MADDE 57: Yüksek öğretim, erkek öğrenciler için, 1 yılı geçmeyecek olan temel askerlik eğitiminden sonra, “külliye” adı verilecek olan Büyük Doğu üniversitelerinde yapılır. Kız öğrenciler için ayrı külliyeler kurulur. Külliye sayısı ve öğrenci adedi, yurt içi ve gerektiğinde yurtdışı ihtiyacı karşılayacak miktarı geçmeyip, böylece yüksek öğretimini tamamlayan her gencin, tahsilini gördüğü sahada, iş ve meslek sahibi olması sağlanır. (Bkz. İdeolocya Örgüsü)

MADDE 58: Öğretim sisteminin hiçbir kademesinde, eğitim ücretli olamaz.

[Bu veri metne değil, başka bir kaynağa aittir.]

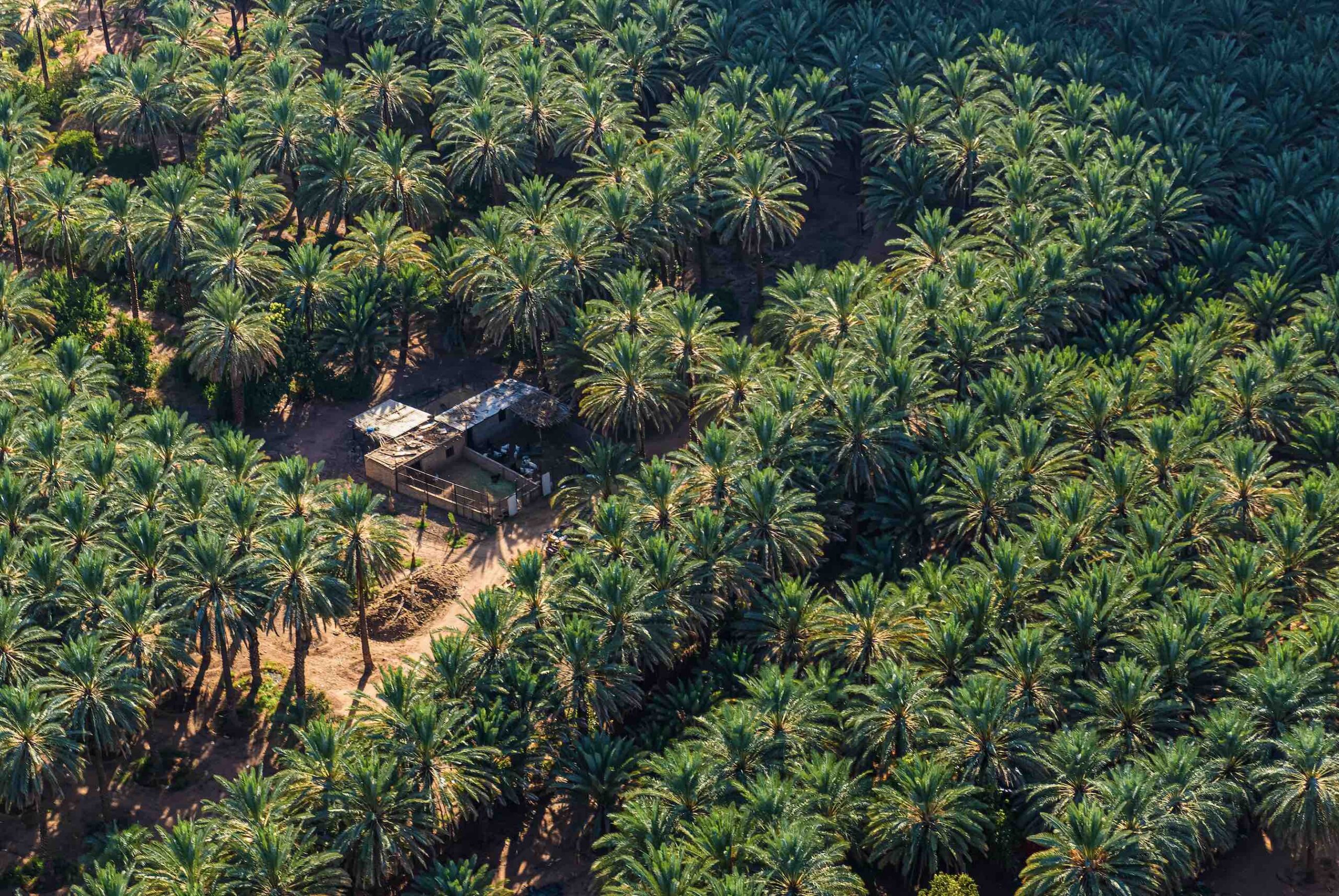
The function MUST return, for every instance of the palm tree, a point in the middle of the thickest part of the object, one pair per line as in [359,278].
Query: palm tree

Eğitim, tamamiyle Maarif cihazının kefaleti altındadır. Özel okul, kolej, kreş, yabancı okul ve dershane nâmı altında, öğrenim gören gençlerden ücret taleb eden hiçbir teşekkül oluşturulamaz. Bilakis, öğretim hayatına ve öğrencilere destek için vakıflar oluşturulabilir; öğrencilere karşılıklı ve karşılıksız burs temin edebilir. Ekonomik imkânsızlıktan dolayı tahsil hayatına devam edememek gibi bir husus düşünülemez; bu gibi durumda olan öğrencilerin masrafını devlet veya devletin göstereceği özel kurumlar üstlenir.

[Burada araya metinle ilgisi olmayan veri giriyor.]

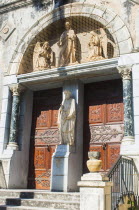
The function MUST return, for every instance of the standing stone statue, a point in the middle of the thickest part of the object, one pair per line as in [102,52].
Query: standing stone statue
[43,57]
[97,45]
[66,119]
[67,46]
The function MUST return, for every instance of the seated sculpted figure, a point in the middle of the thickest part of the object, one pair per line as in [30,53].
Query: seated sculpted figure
[43,56]
[66,119]
[67,46]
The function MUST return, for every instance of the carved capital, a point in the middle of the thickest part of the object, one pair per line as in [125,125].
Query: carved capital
[16,89]
[125,72]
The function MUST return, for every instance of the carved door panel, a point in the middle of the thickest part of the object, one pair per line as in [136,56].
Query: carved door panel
[44,137]
[103,121]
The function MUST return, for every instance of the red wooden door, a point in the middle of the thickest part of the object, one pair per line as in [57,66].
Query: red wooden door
[44,137]
[103,121]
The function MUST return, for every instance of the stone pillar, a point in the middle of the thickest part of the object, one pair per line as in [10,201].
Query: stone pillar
[125,72]
[67,160]
[95,192]
[13,144]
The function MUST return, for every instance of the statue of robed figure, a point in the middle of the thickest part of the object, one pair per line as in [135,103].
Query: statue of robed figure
[67,46]
[66,119]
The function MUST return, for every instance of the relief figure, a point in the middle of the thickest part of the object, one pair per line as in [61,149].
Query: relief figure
[67,46]
[66,119]
[97,46]
[43,57]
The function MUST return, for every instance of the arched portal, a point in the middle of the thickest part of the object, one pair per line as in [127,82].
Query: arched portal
[84,16]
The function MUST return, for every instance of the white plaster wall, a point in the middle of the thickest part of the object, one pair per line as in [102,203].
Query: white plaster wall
[135,76]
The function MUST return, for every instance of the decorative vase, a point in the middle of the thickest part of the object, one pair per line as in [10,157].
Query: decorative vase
[93,164]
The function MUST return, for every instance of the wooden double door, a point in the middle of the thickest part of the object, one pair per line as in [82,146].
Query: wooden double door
[103,121]
[44,137]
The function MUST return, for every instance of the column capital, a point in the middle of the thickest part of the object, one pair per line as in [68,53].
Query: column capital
[125,71]
[16,89]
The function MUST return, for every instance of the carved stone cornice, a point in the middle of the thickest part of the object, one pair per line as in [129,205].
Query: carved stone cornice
[16,89]
[15,4]
[125,72]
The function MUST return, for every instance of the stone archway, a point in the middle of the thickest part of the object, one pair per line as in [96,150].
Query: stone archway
[109,19]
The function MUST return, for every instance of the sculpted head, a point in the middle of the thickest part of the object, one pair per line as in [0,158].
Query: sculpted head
[93,34]
[67,94]
[67,25]
[46,45]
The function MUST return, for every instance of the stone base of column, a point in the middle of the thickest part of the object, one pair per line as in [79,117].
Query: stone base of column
[12,146]
[128,140]
[95,192]
[63,178]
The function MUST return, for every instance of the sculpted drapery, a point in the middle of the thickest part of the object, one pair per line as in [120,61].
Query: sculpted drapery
[66,119]
[67,46]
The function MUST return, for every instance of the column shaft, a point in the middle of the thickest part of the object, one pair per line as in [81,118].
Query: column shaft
[125,72]
[14,120]
[128,110]
[13,144]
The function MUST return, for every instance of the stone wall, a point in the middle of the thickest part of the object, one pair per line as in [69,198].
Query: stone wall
[19,24]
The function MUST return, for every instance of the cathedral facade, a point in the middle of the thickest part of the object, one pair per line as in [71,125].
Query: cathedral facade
[69,84]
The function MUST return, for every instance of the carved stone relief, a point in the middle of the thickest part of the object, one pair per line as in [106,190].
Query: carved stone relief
[43,57]
[71,47]
[67,46]
[97,45]
[106,133]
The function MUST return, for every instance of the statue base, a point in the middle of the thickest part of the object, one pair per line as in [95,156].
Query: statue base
[12,146]
[62,169]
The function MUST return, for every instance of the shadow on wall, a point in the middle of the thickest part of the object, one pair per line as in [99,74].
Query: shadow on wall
[2,177]
[38,3]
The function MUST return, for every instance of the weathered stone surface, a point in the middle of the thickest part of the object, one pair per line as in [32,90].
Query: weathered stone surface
[33,200]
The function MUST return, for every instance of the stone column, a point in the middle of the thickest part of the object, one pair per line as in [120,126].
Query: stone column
[95,192]
[16,89]
[125,72]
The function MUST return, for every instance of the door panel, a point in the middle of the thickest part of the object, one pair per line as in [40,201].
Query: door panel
[44,137]
[113,151]
[103,121]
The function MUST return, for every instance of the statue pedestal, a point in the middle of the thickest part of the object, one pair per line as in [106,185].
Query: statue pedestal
[62,169]
[95,192]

MADDE 59: Kürdiye sancağında, ilk öğretim Kürdçe yapılır, bunun yanında ana dili Kürdçe olan her çocuğa Türkçe de öğretilir. Ana dili Kürdçe olan çocuk, orta öğrenimini dilerse Kürdçe, dilerse Türkçe yapabilir. Yüksek öğrenim de kezâ Kürdçe ve Türkçe yapılabilir.

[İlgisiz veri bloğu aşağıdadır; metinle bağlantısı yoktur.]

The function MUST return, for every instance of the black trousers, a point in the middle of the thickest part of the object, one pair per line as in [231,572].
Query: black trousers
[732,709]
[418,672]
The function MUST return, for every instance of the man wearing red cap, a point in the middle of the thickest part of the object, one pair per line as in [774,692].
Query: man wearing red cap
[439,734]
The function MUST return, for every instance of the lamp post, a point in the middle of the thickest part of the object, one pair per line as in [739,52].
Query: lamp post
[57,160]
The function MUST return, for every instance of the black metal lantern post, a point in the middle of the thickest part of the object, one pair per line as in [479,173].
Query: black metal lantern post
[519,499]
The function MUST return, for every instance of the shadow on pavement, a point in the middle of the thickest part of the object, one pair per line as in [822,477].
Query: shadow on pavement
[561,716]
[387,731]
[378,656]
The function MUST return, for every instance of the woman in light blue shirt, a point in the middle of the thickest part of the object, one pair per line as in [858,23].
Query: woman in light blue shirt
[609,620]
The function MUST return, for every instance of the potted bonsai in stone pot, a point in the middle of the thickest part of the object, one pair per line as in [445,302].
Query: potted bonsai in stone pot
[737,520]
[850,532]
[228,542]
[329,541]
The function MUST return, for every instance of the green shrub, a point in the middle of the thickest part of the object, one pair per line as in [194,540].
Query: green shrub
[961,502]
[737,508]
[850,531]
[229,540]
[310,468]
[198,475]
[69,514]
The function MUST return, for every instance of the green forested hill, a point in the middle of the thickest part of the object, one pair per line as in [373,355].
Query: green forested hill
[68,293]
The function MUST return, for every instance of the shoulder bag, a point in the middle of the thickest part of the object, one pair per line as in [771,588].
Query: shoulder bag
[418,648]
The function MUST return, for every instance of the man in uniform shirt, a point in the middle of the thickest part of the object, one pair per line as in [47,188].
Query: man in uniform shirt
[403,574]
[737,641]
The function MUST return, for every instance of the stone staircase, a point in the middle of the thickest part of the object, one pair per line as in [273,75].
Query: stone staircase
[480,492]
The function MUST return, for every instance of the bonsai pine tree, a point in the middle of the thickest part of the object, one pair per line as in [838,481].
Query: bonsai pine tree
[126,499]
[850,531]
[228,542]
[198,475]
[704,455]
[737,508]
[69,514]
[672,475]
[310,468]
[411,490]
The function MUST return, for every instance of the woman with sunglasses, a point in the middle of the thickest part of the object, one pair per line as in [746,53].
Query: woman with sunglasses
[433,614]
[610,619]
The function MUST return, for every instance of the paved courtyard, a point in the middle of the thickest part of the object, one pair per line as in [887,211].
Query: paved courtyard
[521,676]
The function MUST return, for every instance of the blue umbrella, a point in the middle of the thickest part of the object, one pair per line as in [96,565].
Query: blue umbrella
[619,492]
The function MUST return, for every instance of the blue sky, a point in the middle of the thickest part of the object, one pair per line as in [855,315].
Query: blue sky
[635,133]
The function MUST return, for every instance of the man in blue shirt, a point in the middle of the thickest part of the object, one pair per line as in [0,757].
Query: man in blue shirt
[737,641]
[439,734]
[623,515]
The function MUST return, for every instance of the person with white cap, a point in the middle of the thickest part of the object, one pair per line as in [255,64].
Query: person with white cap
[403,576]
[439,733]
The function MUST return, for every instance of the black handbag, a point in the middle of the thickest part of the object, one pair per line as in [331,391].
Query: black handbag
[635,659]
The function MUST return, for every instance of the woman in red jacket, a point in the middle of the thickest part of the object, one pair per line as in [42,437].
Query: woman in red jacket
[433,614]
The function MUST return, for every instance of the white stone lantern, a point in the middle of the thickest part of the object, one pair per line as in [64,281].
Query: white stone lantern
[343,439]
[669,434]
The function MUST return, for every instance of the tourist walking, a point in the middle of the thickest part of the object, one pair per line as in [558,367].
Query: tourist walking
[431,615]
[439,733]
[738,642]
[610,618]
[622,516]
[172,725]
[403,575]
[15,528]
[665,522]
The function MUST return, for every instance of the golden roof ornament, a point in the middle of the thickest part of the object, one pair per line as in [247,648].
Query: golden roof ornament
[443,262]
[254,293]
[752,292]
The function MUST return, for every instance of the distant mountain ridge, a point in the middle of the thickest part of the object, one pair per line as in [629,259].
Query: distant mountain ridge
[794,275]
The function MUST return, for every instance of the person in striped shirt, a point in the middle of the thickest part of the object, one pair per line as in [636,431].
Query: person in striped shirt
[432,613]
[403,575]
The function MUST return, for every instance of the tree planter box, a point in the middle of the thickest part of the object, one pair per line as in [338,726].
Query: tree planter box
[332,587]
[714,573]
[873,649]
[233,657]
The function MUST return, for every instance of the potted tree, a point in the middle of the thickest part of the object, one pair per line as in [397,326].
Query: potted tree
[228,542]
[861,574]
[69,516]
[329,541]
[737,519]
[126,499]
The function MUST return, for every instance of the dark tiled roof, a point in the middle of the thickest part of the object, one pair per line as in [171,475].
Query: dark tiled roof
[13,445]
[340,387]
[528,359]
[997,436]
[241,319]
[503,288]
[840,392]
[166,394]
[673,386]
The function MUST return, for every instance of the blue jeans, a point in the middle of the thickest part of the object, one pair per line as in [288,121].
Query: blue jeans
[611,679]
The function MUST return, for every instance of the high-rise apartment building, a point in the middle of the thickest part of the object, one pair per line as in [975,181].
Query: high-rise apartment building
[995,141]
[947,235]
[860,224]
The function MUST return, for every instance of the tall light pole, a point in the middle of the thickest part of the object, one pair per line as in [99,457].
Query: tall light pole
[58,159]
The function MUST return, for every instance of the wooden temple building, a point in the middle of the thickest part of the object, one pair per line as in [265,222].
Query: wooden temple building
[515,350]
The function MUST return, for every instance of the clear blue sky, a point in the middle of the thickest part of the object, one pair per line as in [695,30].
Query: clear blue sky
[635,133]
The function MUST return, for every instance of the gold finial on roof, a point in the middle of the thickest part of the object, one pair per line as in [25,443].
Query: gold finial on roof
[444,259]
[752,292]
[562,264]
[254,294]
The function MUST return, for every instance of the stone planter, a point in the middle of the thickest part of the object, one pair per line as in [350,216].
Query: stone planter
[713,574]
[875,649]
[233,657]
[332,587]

Türkiye sancağında ise, eğitim dili Türkçe olup, bunun yanında, Kürd kimliğine sahib çocuklar, Kürdçe eğitim veren orta öğretim kurumlarına gidebilir.

Kürd dışındaki diğer kavmî unsurlara (21. Madde’de örnek verilen unsurlar) mensub olan ailelerin çocukları, ister Türkiye, ister Kürdiye sancağında yaşasınlar, ana dili Türkçe olan çocuklarla aynı eğitimden geçerler. Yüksek öğretimde ise, ihtiyaç hâlinde, bu dillere âid bölümler ve enstitülerden yararlanabilirler.

İhtiyaç ve şartlara göre, bu haklarda değişiklik yapılabilir.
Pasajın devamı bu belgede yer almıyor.